Review
Copyright ©The Author(s) 2021.
World J Gastroenterol. May 21, 2021; 27(19): 2270-2280
Published online May 21, 2021. doi: 10.3748/wjg.v27.i19.2270
Figure 1
Figure 1 In inflammatory bowel diseases patients, different inflammation–prone mechanisms are known to be activated. Among them, the overexpression of receptor for advanced glycation end-products (RAGE) and the abundance of its ligands may produce a sustained activation of the axis, which can be also fueled by a non-cognate mechanism due to the pro-inflammatory rat sarcoma imbalance.
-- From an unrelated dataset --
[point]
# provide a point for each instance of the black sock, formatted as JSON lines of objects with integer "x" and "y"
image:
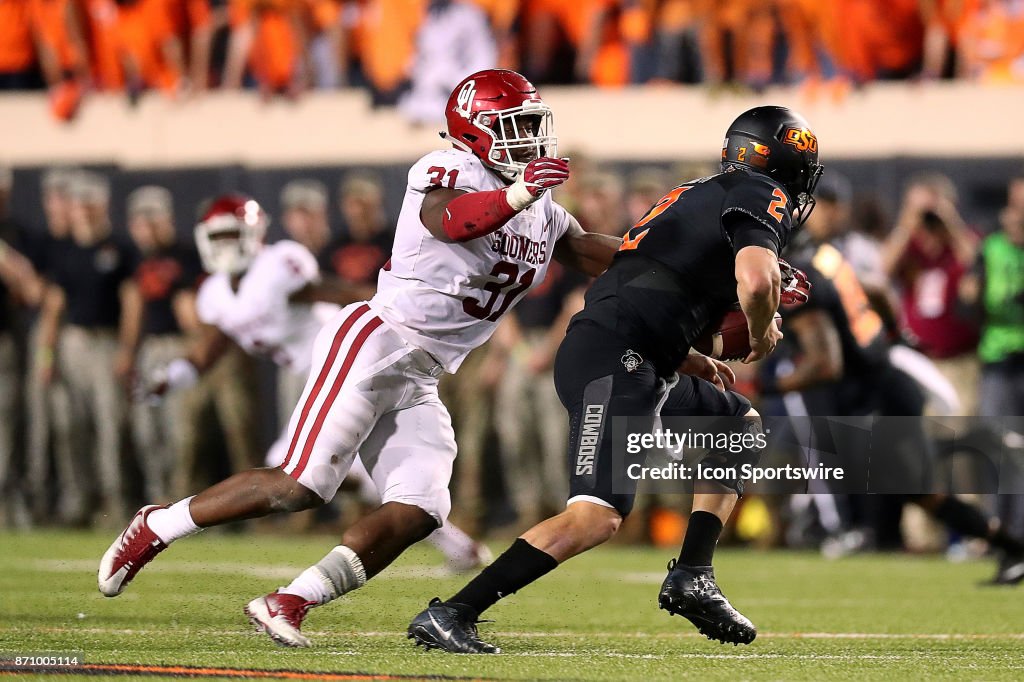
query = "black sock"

These elements seem to be crucial contributors to the worsening course of inflammatory bowel diseases (IBD) patients with coronavirus disease 2019. However, other elements may dampen these inflammatory contributions, such as the high bioavailability of the soluble forms of both RAGE and angiotensin-converting enzyme 2. Soluble angiotensin-converting enzyme 2 may even interfere with severe acute respiratory syndrome coronavirus 2 entry to epithelial cells. Additionally, most if not all IBD patients are under pharmacological treatments directed to control inflammation. IBD patients deserve special attention to their diets, and as consequence, it is likely the ingestion of dietary advanced glycation-end products is also limited. RAGE: Receptor for advanced glycation end-products; RAS: Renin-angiotensin; ACE2: Angiotensin-converting enzyme 2; SARS-CoV-2: Severe acute respiratory syndrome coronavirus 2; AT1R: Angiotensin II receptor type 1; AGEs: Advanced glycation-end products; sRAGE: Several soluble isoforms of this receptor.